Exposed (2019) is the exploration and interrogation of one's own body while being under the surveillance of an audience. The viewer is asked to lay down face up and trace their own body. They are then recorded with a DSLR camera that is connected to a live feed and projected on to a wall. 
I have become an essentialist in my life. The most essential thing in our lived being our own bodies. We are psychologically obsessed with ourselves whether that is in a positive way or a negative way something I took from Laura Mulvey's essay Visual Pleasure and Narrative Cinema as she explores ideas of Lacan and Freud to define phallocentric politics in film. The directions were explicitly written on the white board for the first viewer, as people lie down on the white board they are wiped away.  I bring inspiration from Richard Serra whose work was notable for being interactive, but in a very dictative manner in being direct with the viewer about how to interact with the work. The directions disappeared, but a precedence was set for the following viewers and even without the directions one can assume what need be done. 
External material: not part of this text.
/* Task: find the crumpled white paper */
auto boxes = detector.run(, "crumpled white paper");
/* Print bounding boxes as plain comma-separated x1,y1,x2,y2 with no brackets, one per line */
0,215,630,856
What is left at the end is a body on the white board. This body lacks gender, personality, age, race, and ability. It is the embodiment of the post-identity utopian society we only read about or project into movies. It is the essentials, a body.
Outside of the exploration of identity is a broader more current exploration of surveillance. 
I gained this idea from looking at the works of Rafael Lozan-Hemmer and his work with people interacting in one space being one work, but the other work being the projection of those people playing in that space for a different viewer. In current political arenas this is a hot topic and it's something that many people are thinking about and building up anxieties over.